手作りのくらし2 ベスト(4)
モチーフを接ぎ合わせて作るベストにかかり、一枚編み終えたところで行き詰った。編み終えたモチーフが、えらく大きい。これを四枚接げば、大男用だ。毛糸が太すぎるのかも。一旦編んだモチーフを解き、球にしていく。そして、段を減らして編み直した。それでも、結構毛糸が入用になり、四玉ではできそうにない。雑誌のページをめくり、違うベストを探した。デザインとしては地味だけど、初めての編み方だし、挑戦してみようと取りかかった。
雑誌にある通りに目数を揃えて編んでいく。かなり長く毛糸を延ばしながら編む部分があるのだが、どうも延ばす長さが短いのか、その部分が周りを引っ張ってひきつったような感じになってしまう。少し長めに延ばすが、やはり周りと合わず、編んでは解き、解いては編みしながら前身ごろを編み終えた。途中から嫌な感じはしていたが、やはり幅が広すぎる。大男用とまではいかないが、息子にちょうどいいくらいの大きさになってしまった。やはりこれも雑誌に挙げられている毛糸より太いのか。目数を減らすしかない。雑誌の編み目の図に、左右同じ目数を数え、定規で線を引いた。引いた線内の目を編んでいけばいいのだ。
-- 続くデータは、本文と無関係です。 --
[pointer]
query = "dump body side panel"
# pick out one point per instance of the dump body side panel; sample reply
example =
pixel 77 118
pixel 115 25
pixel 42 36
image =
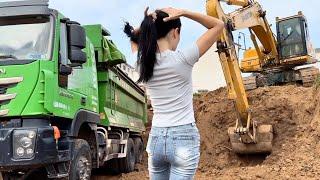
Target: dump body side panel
pixel 121 102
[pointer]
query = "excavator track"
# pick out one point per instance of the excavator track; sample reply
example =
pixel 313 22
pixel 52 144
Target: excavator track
pixel 308 76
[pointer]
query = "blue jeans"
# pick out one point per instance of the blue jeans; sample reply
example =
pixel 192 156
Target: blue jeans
pixel 173 152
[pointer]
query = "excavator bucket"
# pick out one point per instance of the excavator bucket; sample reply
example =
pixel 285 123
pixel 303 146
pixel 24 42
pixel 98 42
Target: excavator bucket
pixel 263 145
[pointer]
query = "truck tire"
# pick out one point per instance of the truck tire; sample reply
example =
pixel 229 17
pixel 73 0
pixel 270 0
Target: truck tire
pixel 81 164
pixel 127 164
pixel 9 176
pixel 139 148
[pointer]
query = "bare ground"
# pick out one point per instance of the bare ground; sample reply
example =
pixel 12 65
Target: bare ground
pixel 294 113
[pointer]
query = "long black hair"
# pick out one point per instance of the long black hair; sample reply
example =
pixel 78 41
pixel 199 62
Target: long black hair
pixel 150 31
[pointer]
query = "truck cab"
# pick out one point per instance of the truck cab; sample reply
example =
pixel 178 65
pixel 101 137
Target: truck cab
pixel 65 107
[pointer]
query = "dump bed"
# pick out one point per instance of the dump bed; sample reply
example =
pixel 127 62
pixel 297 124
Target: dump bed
pixel 122 103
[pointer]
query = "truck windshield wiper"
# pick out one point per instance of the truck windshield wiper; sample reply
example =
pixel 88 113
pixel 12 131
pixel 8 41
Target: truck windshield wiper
pixel 10 56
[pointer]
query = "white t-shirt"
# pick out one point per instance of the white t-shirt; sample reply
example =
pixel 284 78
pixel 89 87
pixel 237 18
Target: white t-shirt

時に段を間違え、時に目を飛ばし、解いては編み、また解いては編みしながら、前身ごろを編み終えた。今度はちょうどいい幅だ。ひきつった部分もなく、いい感じだ。その調子で後ろ身ごろも編み終えた。裾、首回り、袖ぐりは違う編み方で編んでいく。失敗続きだったけど、毛糸だから編み直しがきき、何とか仕上げることができた。早速着てみる。暖かい。アルパカだ。目を閉じると、青い空にコンドルが…なんてことはないけれども、心地よい暖かさだ。
「これ、手編み?あったかそうね」勉強会に着て出ると、そんな声をかけられた。ますます、体がホカホカしてきた。